Life’s too short: face up to aging

By  THANDIWE KONGUAVI, Canadian Catholic News
  • September 27, 2015

EDMONTON - Paulist Father Thomas Ryan was turning 50 when he decided he didn’t want just another birthday cake, a scoop of ice cream and “Happy Birthday” sung to him.

Directing an ecumenical centre for spirituality in Montreal at the time, Ryan wanted something more. He wanted to look seriously at the second half of his life and its potential.

So instead of a birthday party he called for a birthday retreat, inviting family and friends, and named it something like “Savouring life, by facing our mortality,” he recalls.

In this age of obsession with youth, his birthday retreat was refreshingly countercultural, covering topics such as retirement, health limitations and even some “wonderful sharings” about the kind of funeral you would like.

It was a hit. Nearly 20 years later, Ryan continues to lead retreats across North America. At a recent retreat at Providence Renewal Centre in Edmonton, 33 lay and religious participants took part in a week of presentations, reflection, discussion, journaling and guided meditations.

Ryan, the Washington-based director of the Paulist Centre for Ecumenical and Interfaith Relations, said never before have so many North Americans reached retirement age with such advanced education, social consciousness and good health.

“So what will we do with it?” he asks. “We have an unprecedented opportunity to keep growing, to learn and to offer our many gifts to our neighbourhood, our city or school.”

Passive aging sees the last season of life as “a slow slide toward death and the natural changes of the body are accompanied by a creeping paralysis of the soul,” said Ryan.

“But I’m talking about active aging, and active aging works with the effects of aging by adjusting the rhythm and the pace.”

For Ryan, healthy aging means living life as a celebration. The person who ages actively “moves to simply a gentler form of exercise but stays active.” Aging is not a burden or problem to be solved, he said.

Today, aging can extend for 30 or more years and several delicate passages need to be negotiated. For example, there may be loss of professional identity. Or there might be the departure of your children; the new rhythm of life when all of a sudden your spouse is with you at home, or the confrontation of solitude for those who have already lost a spouse; the arrival of grandchildren; or the decline of strength and energy.

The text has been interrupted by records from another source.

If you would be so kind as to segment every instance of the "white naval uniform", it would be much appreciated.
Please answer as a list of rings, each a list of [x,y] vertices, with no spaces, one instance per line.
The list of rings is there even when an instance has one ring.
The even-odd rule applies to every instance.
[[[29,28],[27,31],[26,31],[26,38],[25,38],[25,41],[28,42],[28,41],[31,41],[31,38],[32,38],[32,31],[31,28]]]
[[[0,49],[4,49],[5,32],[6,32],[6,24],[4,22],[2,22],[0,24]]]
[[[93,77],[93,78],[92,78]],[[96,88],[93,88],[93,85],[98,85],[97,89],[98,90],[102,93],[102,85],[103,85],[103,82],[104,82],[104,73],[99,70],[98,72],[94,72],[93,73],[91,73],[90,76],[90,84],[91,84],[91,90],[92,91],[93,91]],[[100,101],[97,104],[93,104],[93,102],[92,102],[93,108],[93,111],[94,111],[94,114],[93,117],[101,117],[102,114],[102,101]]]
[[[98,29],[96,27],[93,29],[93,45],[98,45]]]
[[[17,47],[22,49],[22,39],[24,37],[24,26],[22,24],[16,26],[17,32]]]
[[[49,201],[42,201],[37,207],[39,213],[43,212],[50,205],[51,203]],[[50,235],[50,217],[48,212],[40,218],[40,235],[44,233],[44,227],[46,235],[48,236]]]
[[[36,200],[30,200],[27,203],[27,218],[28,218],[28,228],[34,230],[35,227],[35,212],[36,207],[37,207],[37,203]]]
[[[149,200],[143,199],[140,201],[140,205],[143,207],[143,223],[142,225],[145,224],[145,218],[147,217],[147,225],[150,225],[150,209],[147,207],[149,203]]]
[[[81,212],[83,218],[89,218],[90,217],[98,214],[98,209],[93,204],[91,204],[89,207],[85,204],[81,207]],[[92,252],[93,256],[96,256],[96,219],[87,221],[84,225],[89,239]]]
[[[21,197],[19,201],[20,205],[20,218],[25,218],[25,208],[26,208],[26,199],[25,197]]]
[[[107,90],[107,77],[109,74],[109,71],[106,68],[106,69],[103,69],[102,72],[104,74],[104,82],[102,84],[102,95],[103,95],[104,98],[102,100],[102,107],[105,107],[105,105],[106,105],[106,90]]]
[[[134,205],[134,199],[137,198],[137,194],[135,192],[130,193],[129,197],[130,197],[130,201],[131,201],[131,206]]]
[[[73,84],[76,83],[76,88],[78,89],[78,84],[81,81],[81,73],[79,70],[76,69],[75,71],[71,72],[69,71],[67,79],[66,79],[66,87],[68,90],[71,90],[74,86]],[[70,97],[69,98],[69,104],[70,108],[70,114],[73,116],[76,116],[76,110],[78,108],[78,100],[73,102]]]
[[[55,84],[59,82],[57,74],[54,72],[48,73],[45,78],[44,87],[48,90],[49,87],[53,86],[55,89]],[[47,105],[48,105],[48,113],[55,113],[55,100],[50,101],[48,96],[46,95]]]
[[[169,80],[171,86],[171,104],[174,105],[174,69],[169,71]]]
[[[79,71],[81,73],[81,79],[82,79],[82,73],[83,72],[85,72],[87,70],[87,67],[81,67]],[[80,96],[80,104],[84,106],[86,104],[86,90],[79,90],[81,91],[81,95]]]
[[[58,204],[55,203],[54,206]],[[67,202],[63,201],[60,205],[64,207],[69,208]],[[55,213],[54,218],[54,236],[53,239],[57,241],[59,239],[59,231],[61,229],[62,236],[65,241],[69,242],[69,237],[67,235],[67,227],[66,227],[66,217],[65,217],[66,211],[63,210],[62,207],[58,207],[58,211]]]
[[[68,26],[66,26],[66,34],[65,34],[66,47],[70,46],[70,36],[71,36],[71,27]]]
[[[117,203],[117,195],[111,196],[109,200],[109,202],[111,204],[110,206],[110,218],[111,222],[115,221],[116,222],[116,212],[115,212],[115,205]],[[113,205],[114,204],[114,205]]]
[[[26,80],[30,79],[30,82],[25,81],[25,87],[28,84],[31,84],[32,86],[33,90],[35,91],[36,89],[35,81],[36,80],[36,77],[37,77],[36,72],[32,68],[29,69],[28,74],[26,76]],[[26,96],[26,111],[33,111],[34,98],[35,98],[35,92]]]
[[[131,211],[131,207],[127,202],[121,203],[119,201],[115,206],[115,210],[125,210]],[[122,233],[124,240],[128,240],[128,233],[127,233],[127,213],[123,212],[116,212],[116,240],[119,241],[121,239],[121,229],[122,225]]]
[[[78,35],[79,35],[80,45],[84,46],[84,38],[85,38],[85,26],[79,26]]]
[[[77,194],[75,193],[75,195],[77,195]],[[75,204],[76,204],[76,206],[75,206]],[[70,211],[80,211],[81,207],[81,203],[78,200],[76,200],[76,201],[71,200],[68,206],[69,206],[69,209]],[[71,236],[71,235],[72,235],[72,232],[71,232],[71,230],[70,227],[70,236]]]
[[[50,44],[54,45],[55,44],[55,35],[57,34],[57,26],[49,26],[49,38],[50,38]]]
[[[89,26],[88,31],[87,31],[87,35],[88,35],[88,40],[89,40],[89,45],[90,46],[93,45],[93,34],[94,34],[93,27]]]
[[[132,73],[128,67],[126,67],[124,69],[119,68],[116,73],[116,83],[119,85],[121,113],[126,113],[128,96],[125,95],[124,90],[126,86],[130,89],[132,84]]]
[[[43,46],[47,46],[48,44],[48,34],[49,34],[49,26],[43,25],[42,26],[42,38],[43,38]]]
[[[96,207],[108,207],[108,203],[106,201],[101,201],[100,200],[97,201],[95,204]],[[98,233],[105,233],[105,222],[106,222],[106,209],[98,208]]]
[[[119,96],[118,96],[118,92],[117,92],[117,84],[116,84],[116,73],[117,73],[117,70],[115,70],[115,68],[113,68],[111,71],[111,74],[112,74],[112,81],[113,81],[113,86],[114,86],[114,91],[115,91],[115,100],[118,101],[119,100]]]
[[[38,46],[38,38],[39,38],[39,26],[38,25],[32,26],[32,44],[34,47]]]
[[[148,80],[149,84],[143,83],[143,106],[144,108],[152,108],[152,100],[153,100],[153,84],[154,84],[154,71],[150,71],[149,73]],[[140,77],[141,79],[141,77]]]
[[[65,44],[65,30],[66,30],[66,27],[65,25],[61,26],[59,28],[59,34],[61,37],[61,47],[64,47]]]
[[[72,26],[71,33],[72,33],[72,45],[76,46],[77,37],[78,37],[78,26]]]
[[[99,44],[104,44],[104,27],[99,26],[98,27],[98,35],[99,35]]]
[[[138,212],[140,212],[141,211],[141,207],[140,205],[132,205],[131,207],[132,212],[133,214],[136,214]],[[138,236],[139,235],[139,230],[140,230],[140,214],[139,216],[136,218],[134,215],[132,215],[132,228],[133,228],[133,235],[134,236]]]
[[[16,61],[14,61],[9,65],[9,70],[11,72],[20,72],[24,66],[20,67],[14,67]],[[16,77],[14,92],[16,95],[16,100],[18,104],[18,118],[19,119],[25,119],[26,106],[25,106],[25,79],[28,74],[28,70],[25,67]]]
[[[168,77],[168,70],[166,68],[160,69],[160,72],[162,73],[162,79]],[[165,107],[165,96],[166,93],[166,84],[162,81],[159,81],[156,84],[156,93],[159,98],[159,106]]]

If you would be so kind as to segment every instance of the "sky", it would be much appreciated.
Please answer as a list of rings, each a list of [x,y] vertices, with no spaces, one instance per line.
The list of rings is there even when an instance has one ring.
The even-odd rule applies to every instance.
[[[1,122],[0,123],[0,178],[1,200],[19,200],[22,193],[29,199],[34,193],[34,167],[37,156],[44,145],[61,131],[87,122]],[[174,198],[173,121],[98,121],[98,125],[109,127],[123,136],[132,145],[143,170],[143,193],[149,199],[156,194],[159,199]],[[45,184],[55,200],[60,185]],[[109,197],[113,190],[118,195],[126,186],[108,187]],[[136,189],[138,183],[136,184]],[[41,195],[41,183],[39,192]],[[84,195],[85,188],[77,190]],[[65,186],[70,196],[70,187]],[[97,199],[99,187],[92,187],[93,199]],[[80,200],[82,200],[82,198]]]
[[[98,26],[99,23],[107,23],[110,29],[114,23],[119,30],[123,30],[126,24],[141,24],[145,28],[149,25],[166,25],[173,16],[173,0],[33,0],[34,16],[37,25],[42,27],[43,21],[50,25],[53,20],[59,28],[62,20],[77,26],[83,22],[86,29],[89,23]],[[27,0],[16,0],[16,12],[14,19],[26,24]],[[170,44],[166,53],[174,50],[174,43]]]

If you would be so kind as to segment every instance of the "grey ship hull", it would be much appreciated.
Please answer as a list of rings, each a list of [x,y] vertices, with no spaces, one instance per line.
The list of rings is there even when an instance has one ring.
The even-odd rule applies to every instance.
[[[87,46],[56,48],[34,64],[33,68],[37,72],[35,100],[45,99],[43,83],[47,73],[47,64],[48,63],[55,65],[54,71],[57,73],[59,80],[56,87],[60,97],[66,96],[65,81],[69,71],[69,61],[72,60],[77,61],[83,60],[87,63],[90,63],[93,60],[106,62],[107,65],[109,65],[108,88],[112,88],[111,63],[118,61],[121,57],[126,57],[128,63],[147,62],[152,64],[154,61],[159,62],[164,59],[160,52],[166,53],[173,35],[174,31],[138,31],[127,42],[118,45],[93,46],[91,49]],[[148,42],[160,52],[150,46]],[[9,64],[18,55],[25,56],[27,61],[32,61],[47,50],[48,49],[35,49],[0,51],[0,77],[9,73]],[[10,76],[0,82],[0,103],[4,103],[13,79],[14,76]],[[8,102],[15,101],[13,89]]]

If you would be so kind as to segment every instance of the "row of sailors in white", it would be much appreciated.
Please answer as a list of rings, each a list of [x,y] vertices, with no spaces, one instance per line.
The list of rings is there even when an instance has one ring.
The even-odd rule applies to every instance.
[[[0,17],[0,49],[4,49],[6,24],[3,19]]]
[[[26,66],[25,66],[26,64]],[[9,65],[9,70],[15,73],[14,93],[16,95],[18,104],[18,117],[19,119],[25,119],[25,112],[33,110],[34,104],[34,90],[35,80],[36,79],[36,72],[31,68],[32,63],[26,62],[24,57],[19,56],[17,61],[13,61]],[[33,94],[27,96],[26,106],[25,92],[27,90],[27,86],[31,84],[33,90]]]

“Those are difficult issues for us to face squarely,” said Ryan.

He pointed to a study which found that nearly 70 per cent of adult children haven’t even talked to their parents about issues related to aging.

Attending a retreat that shows how to face these realities squarely and accept their inevitability has a big reward, he said.

“When we truly accept that life as we know it on this lovely blue and green planet is not given in limitless supply, we begin to think more clearly about what is important to us.”

When you open your eyes to life and to its richness in each day’s living, you realize that every day, every minute, every breath truly is a gift from God, Ryan said.

“In short, you remember to live. Each day’s living just becomes so much richer — cultivating gratitude in your heart for the sweetness of life, for the glories of creation, for the gift of the love received from family and friends,” he said.

“And when we live out of that gratitude, life becomes very sweet.”